Попадались пастухи, рыбаки и лесники с суковатыми удилищами. Все они были в брезентовых плащах и высоких сапогах, блесны у них были величиной с ладонь, щуки, пачкая плащи слизью, свешивались с плеч и шлепали хвостами по сапогам. Между тем облака впереди стали синеть, а гранитные валуны по сторонам — краснеть. Блеснуло солнце, уже низкое, мягкое, и тотчас на горизонте заблистало, затуманилось, вспучилось громадное пространство воды. Мы подъезжали к Куйтто-ярви. Оно лежало спокойное, жемчужно-палевое, а острова на нем и облака над ним были голубые.
Печален все-таки Север! Лет шесть назад попал я на Север впервые, всю ночь плыл на пароходе из Архангельска, долго не спал, стоял на пустой палубе, ждал морской качки. Но не было качки, сияла низкая багровая луна, у борта вспыхивали, мерцали зеленые искры, а широкая лунная дорога тянулась до горизонта и там растворялась в блистающем мареве.
А когда проснулся утром — пароход давно уже стоял в Пертоминске, на пристани была суета, катили бочки с селедкой, что-то грузили и выгружали, кричали и махали друг другу. Завывали лебедки, туда и сюда поворачивались стрелы, и какой же запах охватил сразу меня — запах моря, соленой рыбы, дерева, смолы, перегорелого угля, — какие тут же, возле парохода, покачивались карбасы, дорки, мотоботы, сколько везде было палуб, рубок, мачт и какой был к северу за горами, за выходом из Унской губы, глубокий морской простор! И все это грянуло впервые на меня, ошеломило до озноба: вот и я здесь, вот и я сам вижу то, о чем только читал когда-то.
Но меня подстерегало и другое — щемящее чувство пустынности, одиночества... Едва устроившись на квартире, едва попив чаю из шумящего самовара, едва вслушавшись в музыку северной растяжистой речи — пошел я на берег Унской губы. Я все забирал влево, зашел по песку далеко от порта, миновал ряд длинных уныло-сизых амбаров и вышел на берег. Все, что было живо, осталось у меня за спиной, я стоял лицом к воде, к пустыне. Какие увидал я маленькие скрюченные березы и елки, какой заунывный ветер мел по берегу песок, катил и катил волну! А противоположный берег губы был уж и совсем дик и пуст, а за ним лежали какие-то деревни, очень редкие, небольшие, и между этими деревнями простирались десятки километров пустынного берега, по которому мне надо было пройти... Что же это — конец света, край земли, всеми забытый?

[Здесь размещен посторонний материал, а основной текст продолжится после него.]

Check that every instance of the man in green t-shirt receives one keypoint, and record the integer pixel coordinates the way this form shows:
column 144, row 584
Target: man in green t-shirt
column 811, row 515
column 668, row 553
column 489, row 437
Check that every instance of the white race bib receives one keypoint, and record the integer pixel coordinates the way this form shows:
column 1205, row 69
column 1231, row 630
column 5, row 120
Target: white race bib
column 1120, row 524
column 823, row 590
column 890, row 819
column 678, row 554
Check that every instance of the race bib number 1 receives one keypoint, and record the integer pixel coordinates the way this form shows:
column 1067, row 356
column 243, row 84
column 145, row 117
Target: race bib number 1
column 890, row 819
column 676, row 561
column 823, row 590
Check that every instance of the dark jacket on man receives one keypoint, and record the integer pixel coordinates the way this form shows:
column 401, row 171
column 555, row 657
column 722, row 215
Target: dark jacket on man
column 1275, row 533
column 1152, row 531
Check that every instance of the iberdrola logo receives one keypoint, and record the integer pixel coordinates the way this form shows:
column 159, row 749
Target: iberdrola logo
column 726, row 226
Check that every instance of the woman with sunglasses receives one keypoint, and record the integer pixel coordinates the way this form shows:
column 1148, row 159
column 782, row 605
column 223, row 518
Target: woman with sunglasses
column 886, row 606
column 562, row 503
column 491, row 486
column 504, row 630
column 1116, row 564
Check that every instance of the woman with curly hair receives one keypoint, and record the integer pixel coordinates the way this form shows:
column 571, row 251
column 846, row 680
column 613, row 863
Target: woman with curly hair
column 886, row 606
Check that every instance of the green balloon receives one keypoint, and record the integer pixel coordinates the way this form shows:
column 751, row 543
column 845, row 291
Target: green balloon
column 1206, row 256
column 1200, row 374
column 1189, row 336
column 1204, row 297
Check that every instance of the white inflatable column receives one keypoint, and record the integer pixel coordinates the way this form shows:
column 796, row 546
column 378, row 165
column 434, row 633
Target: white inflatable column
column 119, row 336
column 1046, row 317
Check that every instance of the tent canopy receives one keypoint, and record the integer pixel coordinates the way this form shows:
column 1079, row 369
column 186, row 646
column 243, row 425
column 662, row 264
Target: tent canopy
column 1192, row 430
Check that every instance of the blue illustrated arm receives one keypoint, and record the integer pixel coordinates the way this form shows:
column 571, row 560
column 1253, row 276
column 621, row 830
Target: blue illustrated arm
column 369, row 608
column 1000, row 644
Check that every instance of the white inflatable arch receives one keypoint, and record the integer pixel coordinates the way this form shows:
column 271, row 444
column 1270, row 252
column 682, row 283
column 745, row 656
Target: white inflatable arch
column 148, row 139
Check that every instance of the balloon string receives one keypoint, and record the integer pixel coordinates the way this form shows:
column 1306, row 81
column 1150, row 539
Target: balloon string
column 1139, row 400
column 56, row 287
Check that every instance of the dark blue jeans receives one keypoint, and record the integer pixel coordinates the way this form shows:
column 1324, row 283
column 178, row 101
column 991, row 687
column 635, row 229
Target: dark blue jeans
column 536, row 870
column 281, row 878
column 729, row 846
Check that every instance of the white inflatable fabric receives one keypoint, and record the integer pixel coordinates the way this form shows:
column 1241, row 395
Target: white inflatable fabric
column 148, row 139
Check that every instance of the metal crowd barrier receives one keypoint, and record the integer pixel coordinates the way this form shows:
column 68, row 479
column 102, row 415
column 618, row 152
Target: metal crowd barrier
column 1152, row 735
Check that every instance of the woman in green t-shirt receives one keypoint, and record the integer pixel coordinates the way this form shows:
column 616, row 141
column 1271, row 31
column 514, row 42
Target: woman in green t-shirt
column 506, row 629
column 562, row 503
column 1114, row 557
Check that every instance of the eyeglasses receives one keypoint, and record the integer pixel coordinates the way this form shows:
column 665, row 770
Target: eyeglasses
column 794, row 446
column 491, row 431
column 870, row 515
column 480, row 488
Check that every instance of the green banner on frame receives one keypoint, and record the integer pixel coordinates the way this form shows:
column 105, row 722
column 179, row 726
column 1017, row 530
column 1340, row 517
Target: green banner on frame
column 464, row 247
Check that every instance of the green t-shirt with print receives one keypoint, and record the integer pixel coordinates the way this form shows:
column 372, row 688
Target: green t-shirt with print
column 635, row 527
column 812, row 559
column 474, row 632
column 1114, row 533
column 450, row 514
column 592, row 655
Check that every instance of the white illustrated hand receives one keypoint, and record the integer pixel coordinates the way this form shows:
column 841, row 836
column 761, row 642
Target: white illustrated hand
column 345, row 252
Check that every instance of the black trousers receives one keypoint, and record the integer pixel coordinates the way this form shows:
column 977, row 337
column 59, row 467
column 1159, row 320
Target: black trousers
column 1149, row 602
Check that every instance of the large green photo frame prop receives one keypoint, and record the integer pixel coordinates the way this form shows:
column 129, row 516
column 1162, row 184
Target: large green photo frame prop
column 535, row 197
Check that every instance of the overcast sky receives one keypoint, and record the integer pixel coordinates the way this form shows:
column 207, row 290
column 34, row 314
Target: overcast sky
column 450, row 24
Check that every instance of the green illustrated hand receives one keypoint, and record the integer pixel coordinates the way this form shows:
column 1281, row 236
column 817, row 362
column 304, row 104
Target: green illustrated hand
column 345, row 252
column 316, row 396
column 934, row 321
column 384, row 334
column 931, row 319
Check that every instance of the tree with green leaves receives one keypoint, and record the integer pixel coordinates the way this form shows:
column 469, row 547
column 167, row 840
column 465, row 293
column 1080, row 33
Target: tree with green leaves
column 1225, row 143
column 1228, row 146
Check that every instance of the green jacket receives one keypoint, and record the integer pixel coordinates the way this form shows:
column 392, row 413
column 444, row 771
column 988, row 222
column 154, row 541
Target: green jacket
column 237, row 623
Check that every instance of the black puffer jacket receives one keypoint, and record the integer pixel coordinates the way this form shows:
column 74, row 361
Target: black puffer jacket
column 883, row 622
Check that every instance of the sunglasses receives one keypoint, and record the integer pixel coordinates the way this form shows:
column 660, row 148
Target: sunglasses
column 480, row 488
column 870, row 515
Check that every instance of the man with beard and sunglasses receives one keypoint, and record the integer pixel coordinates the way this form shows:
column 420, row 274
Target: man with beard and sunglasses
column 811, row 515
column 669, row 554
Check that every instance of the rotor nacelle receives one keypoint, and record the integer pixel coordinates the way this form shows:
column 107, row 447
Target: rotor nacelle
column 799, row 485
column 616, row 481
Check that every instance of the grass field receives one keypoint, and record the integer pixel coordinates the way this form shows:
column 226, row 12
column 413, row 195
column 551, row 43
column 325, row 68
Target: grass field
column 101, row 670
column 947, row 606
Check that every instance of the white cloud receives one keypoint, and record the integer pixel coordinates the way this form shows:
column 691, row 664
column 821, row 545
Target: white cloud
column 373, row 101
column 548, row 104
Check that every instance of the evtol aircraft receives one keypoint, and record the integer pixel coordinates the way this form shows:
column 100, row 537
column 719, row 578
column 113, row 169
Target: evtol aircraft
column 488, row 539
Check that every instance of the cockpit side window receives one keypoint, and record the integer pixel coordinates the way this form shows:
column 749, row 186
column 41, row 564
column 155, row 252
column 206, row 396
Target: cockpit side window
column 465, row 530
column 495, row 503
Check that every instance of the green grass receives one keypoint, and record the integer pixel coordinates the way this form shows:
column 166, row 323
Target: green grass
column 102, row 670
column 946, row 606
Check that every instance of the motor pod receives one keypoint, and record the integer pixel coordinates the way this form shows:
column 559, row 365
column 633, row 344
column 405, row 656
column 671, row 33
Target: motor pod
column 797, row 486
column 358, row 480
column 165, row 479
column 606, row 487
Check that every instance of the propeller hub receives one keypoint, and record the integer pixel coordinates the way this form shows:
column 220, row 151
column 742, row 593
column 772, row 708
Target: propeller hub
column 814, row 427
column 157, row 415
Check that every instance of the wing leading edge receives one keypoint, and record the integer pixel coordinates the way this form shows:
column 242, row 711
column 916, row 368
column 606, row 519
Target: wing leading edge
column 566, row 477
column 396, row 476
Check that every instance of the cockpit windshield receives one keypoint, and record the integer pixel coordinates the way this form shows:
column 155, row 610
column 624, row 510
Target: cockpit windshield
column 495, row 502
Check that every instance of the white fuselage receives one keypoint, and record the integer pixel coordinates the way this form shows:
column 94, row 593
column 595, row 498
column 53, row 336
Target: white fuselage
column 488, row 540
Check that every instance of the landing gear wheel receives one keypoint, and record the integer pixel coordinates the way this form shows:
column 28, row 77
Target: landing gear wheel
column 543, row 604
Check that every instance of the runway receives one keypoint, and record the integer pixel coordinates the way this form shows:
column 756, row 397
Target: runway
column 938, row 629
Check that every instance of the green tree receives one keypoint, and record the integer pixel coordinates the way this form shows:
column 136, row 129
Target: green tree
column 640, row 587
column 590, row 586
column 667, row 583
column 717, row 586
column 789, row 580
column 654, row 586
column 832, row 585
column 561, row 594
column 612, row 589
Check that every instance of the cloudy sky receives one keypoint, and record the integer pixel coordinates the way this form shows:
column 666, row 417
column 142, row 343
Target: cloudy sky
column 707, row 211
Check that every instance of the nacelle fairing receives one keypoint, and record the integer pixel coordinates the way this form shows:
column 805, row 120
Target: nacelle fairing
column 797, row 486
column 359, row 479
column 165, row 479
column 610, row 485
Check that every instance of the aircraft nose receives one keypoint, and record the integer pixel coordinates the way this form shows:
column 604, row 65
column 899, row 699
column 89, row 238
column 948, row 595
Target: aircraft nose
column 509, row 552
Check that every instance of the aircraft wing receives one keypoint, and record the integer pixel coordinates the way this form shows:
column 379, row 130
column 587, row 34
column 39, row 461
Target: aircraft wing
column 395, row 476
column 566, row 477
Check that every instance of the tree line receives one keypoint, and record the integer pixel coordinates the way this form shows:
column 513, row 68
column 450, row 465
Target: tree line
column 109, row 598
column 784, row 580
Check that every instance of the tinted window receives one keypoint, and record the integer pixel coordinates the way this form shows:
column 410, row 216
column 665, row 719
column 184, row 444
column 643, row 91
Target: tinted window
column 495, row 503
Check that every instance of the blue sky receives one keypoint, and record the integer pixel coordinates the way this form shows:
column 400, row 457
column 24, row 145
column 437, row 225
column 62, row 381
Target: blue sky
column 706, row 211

Но почему же все-таки так легко было у меня на душе, почему светлы были потом мои воспоминания об этом сентябре на Севере, об этих берегах и людях, населяющих их?
Так думаю я и так же радуюсь на другой день по приезде в Ухту, сидя в ожидании катера, который повезет нас на Ала-ярви. А погода с утра портится, а облака над этой каменистой страной как нигде низки и все придавливают, глушат — робкие, нежные цвета, вспыхивающие под солнцем, — теперь пропали, все стало сизым и серым. Дует ветер, роет на озере крупную беспорядочную волну, возле пристани скребутся бортами лодки и катера, ни одного рыбака не видно на озере, ни одной точки не чернеет.
Со мной сидит Ортье Степанов — здешний писатель, добродушный, круглолицый и веселый. Он доволен, он рад съездить со мной на Ала-ярви, рад, что уговорил поехать туда и Татьяну Перттунен.
И она сидит тут же, принаряженная — едет все-таки в гости, — веселая, изредка перебрасывается с Ортье несколькими словами, усмехается. Не понимаю я по-фински, но слушаю жадно — такой это прекрасный звучный язык, сдвоенные гласные и согласные...
Восемьдесят лет этой Перттунен, даже, наверно, больше, она сказительница, и хоть лицо у нее, как у всех старух — и морщины там, рот запал, глаза повыцвели, — а все-таки присутствует в этом лице еще что-то: гордость ли, сознание ли собственного достоинства, или важности своей жизни, или известности, почета, каким она тут верно окружена.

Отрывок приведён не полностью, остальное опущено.